Senate Bill 272 (SB272) is sponsored by State Sen. Dan Roberts (R-Mountain Brook).
“The origin of this bill is April 19 of 2019,” Robert said. “I have been working on this since then. We tried to get the parties to come together then. We could not get concurrence there. We know what happened in 2020. During the pandemic using telehealth, we were able to bring in the best COVID doctors from across the state. We still could not get concurrence on how to get it together in 2021.
“There has been a lot of moving parts with this. We have worked nonstop from all around the state and some people from out of state.”
A member of the House Health committee said that it has taken effort for doctors to understand the purpose of this bill. Many were concerned about drug abuse.
“I have a … son, and we have dealt with this 14 times through rehab,” Roberts said. “I don’t want to do anything to promote substance abuse.”
Roberts explained that SB272 does not allow a patient to see a telehealth physician “more than four times in a 12-month period for the same malady.”
After that, the patient must see their referring physician in person.
“Nothing in this bill restricts you from seeing a telehealth provider as many times as you wish," Robert continued. "But if you see a telehealth provider four times for the same malady, it is probably important to get in front of an actual doctor or nurse practitioner.”
“I think after five or six times you need to be seen face-to-face with a physician,” said Health Committee Chairman Paul Lee (R-Dothan).
Two lobbyists for the telehealth industry spoke against the requirement that a patient must cease seeing their telehealth practitioner after the fourth visit.

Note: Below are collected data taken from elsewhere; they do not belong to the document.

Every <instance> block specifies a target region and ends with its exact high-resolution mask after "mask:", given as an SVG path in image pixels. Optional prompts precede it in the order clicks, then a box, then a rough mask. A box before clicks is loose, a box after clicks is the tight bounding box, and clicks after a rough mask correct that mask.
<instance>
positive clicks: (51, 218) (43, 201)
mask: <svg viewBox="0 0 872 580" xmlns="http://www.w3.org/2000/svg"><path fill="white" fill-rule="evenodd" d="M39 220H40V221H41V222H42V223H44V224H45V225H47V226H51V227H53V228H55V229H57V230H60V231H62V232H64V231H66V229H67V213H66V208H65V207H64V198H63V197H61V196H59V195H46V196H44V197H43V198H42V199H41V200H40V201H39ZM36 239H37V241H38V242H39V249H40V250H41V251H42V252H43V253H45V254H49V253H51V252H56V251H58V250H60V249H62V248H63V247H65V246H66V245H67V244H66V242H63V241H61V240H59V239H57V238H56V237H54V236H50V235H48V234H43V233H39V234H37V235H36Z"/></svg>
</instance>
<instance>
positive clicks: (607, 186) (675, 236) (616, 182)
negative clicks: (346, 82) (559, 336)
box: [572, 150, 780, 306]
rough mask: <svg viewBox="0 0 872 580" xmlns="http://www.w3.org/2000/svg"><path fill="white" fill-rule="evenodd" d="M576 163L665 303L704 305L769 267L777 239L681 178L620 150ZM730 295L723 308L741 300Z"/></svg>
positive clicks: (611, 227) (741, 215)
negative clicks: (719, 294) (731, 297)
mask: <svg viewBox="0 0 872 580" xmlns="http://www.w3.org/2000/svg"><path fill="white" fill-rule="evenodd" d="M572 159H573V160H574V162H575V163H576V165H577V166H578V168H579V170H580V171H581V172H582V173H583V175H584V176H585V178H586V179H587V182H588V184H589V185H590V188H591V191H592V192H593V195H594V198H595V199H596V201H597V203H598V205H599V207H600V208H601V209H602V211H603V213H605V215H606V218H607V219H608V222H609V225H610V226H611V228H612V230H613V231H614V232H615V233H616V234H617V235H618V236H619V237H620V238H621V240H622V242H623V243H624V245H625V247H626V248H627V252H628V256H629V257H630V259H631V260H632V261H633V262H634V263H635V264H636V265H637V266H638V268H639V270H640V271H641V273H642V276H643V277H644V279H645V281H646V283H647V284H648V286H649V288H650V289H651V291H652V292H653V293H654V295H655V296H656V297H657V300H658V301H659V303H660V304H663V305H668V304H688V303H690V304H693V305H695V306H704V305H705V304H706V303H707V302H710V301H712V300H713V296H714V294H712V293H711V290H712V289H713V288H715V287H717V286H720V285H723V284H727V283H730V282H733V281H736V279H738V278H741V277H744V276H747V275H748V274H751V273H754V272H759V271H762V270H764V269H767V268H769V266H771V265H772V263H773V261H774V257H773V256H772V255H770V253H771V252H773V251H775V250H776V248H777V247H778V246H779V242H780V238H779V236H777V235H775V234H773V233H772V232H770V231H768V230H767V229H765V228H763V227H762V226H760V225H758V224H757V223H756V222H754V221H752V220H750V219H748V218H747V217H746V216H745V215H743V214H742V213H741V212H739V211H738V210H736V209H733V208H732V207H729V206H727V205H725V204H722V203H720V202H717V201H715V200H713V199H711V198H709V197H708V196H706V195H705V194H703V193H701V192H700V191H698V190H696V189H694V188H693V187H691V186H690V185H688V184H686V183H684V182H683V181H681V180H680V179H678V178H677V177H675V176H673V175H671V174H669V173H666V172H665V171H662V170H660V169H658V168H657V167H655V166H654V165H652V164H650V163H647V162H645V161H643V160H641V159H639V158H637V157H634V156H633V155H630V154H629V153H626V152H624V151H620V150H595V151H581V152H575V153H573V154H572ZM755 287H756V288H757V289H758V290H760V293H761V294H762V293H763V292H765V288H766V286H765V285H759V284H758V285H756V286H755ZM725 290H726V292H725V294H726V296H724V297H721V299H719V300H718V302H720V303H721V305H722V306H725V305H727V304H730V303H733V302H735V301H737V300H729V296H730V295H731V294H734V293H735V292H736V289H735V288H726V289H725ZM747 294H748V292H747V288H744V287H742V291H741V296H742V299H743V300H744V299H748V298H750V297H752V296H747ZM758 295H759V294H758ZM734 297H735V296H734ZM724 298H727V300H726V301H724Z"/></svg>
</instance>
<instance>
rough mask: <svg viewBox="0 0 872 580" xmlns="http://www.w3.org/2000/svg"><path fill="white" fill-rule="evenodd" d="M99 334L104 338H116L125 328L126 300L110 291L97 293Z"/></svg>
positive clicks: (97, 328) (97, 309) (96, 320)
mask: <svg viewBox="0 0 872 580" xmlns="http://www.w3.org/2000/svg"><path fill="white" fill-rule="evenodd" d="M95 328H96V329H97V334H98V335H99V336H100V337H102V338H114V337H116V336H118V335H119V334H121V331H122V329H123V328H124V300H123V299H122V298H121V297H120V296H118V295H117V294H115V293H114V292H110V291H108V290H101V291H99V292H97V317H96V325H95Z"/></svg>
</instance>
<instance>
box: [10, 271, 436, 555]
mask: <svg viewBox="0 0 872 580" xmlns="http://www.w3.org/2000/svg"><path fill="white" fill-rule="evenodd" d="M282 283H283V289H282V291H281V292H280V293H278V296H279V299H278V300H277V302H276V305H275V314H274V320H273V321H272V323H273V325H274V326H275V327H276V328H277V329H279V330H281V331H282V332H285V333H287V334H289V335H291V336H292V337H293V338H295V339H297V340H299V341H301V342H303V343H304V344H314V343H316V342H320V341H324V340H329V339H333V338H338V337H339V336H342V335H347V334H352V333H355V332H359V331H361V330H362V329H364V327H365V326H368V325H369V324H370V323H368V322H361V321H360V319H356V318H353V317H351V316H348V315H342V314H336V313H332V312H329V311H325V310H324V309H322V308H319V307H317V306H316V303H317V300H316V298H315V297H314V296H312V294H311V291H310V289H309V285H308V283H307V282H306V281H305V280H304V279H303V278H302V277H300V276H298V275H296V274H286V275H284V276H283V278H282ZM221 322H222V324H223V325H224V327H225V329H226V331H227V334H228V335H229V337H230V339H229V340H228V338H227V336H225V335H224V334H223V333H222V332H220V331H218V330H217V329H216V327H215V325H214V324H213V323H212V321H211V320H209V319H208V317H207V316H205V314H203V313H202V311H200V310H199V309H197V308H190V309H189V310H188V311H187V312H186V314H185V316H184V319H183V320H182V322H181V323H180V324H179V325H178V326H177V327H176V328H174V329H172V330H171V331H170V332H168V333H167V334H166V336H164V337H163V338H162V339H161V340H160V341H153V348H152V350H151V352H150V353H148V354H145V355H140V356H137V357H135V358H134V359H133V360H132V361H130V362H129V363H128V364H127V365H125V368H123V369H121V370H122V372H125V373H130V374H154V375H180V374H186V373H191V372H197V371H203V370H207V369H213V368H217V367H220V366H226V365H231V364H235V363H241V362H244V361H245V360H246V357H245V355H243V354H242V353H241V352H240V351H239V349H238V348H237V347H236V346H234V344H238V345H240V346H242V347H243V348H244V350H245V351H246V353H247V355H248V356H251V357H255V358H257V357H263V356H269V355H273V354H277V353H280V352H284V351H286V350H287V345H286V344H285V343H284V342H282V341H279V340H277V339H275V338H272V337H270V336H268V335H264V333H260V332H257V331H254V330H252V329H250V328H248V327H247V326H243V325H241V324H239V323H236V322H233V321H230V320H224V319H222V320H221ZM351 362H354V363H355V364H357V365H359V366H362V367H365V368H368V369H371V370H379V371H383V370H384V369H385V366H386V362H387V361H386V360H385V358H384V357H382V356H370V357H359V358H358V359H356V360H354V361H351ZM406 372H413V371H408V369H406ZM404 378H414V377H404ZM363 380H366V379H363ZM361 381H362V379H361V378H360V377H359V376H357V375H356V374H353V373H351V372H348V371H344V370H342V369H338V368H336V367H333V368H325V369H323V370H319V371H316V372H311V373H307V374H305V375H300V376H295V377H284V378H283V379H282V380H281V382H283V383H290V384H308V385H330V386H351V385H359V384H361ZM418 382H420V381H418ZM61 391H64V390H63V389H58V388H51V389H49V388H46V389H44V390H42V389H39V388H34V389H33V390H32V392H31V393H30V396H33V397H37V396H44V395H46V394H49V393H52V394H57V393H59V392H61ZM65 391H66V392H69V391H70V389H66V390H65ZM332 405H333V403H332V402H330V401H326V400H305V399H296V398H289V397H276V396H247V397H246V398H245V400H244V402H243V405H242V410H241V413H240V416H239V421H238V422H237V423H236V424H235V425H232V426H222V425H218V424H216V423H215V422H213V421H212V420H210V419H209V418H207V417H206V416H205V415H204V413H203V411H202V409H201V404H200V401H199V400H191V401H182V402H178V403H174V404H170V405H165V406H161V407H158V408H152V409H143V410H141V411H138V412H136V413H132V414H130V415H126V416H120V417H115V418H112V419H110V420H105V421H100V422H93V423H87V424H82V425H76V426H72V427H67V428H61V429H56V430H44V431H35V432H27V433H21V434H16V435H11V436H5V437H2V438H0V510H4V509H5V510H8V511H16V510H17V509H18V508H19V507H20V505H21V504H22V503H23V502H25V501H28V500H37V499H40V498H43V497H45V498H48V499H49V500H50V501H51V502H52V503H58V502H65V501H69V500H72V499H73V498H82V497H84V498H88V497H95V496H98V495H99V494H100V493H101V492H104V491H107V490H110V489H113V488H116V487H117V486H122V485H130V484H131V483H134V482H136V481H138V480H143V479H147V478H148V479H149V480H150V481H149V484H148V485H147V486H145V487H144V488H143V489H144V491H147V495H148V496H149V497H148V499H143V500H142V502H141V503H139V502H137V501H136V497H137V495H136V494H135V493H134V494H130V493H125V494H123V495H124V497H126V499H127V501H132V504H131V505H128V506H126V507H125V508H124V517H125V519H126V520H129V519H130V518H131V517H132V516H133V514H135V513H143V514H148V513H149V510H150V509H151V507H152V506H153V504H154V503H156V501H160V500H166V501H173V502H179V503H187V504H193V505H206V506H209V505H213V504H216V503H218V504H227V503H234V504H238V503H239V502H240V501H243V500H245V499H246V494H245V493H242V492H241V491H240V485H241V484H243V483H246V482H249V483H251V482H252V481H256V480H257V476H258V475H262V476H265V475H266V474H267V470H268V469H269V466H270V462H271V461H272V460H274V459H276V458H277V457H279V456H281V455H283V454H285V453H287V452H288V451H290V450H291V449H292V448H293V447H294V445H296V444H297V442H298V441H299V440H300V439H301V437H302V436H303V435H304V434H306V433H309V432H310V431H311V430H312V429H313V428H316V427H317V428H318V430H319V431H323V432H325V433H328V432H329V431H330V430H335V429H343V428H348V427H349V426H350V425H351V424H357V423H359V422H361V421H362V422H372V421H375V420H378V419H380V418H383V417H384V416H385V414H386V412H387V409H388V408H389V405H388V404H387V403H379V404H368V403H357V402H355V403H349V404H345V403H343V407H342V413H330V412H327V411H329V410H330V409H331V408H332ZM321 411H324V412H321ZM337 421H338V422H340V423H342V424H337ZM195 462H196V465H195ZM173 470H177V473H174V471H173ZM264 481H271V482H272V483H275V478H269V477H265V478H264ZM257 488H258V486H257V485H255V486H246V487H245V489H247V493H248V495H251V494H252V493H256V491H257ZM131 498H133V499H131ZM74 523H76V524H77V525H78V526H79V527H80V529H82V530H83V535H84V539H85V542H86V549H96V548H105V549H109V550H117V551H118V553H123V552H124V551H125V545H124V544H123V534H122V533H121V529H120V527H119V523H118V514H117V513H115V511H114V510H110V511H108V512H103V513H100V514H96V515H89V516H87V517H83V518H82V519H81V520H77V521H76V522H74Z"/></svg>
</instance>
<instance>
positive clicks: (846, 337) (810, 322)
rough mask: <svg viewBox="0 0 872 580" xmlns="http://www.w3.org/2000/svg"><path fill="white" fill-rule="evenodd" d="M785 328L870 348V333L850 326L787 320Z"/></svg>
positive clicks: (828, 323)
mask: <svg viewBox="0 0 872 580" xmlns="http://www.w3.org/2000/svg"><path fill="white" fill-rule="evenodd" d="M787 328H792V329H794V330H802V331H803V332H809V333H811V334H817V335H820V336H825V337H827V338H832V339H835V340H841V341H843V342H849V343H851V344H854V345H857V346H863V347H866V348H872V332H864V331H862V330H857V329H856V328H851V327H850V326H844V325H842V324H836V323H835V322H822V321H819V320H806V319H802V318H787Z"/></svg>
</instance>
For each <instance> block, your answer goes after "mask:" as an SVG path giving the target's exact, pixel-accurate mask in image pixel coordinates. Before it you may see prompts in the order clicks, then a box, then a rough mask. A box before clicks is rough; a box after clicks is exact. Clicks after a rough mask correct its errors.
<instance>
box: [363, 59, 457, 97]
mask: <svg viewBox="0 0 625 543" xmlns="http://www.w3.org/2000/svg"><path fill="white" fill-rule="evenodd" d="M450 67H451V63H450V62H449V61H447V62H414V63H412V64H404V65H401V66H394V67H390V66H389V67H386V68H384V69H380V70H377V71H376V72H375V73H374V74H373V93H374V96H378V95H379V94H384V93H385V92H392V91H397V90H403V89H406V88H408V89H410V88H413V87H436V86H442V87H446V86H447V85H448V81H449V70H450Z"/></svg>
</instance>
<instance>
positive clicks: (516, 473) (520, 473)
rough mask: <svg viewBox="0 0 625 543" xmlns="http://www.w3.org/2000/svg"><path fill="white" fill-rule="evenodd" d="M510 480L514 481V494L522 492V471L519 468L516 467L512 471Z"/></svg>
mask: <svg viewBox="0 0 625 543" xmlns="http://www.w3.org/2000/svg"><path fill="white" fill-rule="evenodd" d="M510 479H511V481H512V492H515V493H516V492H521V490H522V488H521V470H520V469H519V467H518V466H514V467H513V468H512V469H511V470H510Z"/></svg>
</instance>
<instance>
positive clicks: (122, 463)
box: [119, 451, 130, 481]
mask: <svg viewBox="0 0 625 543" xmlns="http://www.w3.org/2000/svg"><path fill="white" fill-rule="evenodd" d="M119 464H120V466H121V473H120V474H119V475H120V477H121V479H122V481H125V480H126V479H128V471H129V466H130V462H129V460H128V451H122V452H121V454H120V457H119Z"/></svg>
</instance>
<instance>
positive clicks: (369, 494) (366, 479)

Claudia Tucker is with Teladoc Health.
“Ninety-five percent of this bill is good,” Tucker said. “The other 5% will have you at the bottom in the country.”
Mercer May, with the American Telemedicine Association (ATA), called the requirement “an unnecessary obstacle.
“We still have concerns with the four-visit limit," May said. "The way we are reading this, it is a hard cap. If they do not go to the referring physicians after four visits, then telehealth services have to stop. There are telemedicine companies that may not expand into Alabama because of this.”
Roberts said that the four-visit limit does not apply to mental health.
Tucker said that 46 other states have telehealth laws already in place.
“The average cost of a telehealth session is $45,” Tucker said. “The cost of an in-person visit is $175. This will save your state millions.”
The Health Committee voted to give SB272 a favorable report. It can now be considered by the full Alabama House of Representatives.
Tuesday will be day 27 of the 2022 Alabama Regular Legislative Session. There is a maximum of 30 days in a legislative session.